In the young US administration’s effort to “look busy” on the Mexican drug war front, it has entered into a devil’s bargain with a fundamentally corrupt head of state under whose regime the Mexican Republic has become less safe for its rank-and-file citizens, more repressive toward its nonviolent social movements, more profitable for its violent criminals (the US State Department surely knows the data from its own report – that as “Plan Mexico” escalated in 2008 with the Mexican military’s incursion throughout national territory, and the murder rate correspondingly doubled, Mexican law enforcement seized only half the volume of illicit drugs as it had in 2007; it was a great year to be a drug trafficker) and, thanks to electoral fraud, less democratic. The documentation of this decay in the societal fabric appears on these pages week in, week out.
So, good luck to the next US Ambassador to Mexico. If it is to be Carlos Pascual, he will find himself in a new kind of quagmire: from managing “post-conflict stabilization” to entering a present-tense conflict of unprecedented violence that – despite the official rhetoric that keeps painting lipstick on this pig – is in a free-fall and growing more harmful by the day.
A few hours later, during his live online “Open for Questions” show, President Obama mocked what he admitted was “a popular question” among those submitted by the public on the legalization of marijuana: “I don’t know what it says about the online audience,” he cracked to laughter from his White House audience, “The answer is ‘no. I dont think that is a good strategy to grow our economy.” He neglected, once again, to answer the more nuanced questions offered by members of the public about attainable drug policy reforms for which public opinion has already moved to support.
And yesterday, just one week after Attorney General Holder told reporters that US policy had evolved to cease raids of medical marijuana clinics in states like California where they are legal, the DEA raided another clinic. The drug war thus takes another and newer victim – the President’s campaign promises to stop the raids – and with it the value of his word.

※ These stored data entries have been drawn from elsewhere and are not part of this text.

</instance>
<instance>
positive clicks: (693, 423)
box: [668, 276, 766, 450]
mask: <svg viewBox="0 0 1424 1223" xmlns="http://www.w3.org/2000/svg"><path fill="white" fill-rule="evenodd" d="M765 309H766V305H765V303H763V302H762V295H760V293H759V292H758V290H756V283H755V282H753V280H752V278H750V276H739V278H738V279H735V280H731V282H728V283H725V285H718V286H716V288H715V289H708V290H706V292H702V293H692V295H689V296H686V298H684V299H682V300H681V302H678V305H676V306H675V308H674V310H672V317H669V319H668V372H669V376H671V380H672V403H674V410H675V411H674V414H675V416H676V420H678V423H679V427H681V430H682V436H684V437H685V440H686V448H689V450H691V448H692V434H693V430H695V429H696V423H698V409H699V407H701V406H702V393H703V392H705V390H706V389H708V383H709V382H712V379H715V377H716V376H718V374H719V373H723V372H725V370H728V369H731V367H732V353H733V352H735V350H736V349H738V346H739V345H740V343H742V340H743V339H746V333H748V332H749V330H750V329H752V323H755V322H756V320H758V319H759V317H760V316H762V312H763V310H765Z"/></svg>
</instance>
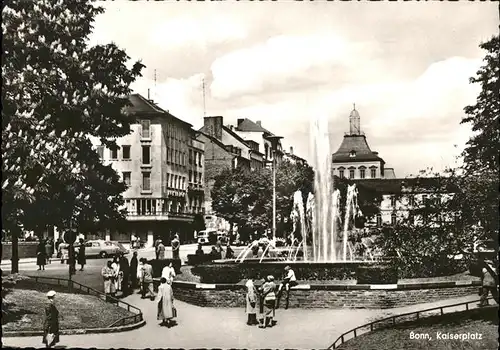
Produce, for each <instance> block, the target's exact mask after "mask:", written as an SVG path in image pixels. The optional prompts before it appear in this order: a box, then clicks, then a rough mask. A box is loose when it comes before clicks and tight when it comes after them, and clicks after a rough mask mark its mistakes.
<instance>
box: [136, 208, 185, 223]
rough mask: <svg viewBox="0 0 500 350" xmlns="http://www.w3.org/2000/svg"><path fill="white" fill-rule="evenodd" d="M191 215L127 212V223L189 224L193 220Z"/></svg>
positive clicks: (182, 212) (153, 212)
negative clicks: (177, 223)
mask: <svg viewBox="0 0 500 350" xmlns="http://www.w3.org/2000/svg"><path fill="white" fill-rule="evenodd" d="M193 216H194V214H193V213H188V212H186V211H184V212H173V211H166V212H162V211H154V210H152V211H141V212H138V211H132V210H129V211H128V212H127V220H128V221H169V220H172V221H186V222H190V221H192V220H193Z"/></svg>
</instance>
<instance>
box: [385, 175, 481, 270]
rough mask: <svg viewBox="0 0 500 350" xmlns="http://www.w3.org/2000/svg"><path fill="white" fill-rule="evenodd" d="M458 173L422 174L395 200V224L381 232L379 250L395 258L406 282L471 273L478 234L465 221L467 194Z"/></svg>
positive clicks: (409, 182) (394, 258) (406, 185)
mask: <svg viewBox="0 0 500 350" xmlns="http://www.w3.org/2000/svg"><path fill="white" fill-rule="evenodd" d="M457 181H458V177H457V176H456V174H455V173H454V172H452V171H448V172H447V173H446V176H443V175H440V174H438V173H432V169H428V170H426V171H422V172H421V173H420V175H419V176H417V177H414V178H407V179H406V180H405V183H404V186H403V187H402V188H401V192H400V193H397V194H395V195H394V200H395V203H396V208H395V209H394V211H393V214H392V215H395V216H396V224H395V225H386V226H385V227H383V228H382V229H381V232H380V236H379V237H378V238H377V242H376V245H377V246H378V247H379V248H380V249H381V250H382V252H383V255H384V256H386V257H390V258H392V259H393V263H395V264H396V265H397V266H398V267H399V268H400V272H401V275H400V277H428V276H442V275H450V274H454V273H458V272H462V271H464V270H465V269H466V267H467V263H468V259H469V252H470V250H471V248H472V246H473V243H474V237H473V236H474V231H473V230H472V229H471V228H470V227H467V225H466V224H465V221H464V220H463V210H462V209H463V203H462V202H461V198H462V189H461V188H460V187H459V186H457Z"/></svg>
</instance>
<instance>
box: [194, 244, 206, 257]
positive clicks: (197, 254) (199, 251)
mask: <svg viewBox="0 0 500 350" xmlns="http://www.w3.org/2000/svg"><path fill="white" fill-rule="evenodd" d="M195 255H198V256H200V255H205V252H204V251H203V246H202V245H201V244H198V249H196V252H195Z"/></svg>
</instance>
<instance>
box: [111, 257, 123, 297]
mask: <svg viewBox="0 0 500 350" xmlns="http://www.w3.org/2000/svg"><path fill="white" fill-rule="evenodd" d="M111 268H112V269H113V273H114V283H115V290H116V292H121V291H122V281H123V271H121V269H120V261H119V259H118V255H115V256H114V257H113V263H112V264H111Z"/></svg>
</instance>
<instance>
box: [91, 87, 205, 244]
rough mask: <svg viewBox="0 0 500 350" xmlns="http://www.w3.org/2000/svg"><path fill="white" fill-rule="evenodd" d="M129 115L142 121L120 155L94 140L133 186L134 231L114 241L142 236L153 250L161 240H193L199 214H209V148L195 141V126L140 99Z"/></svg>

On the long road of prohibitionist drug policy, US impositions of that policy on Mexico and the rest of the world are the fuel that feeds the very problems they claim to combat. But Mexico is the speed bump upon which the policy crashes. Until Washington addresses the underlying cause, which is the policy-created artificially high price of prohibited mood-altering drugs, there will be no end in sight, no matter how many cabinet level officials hold photo ops south of the border or kneel in its grand cathedrals to pray.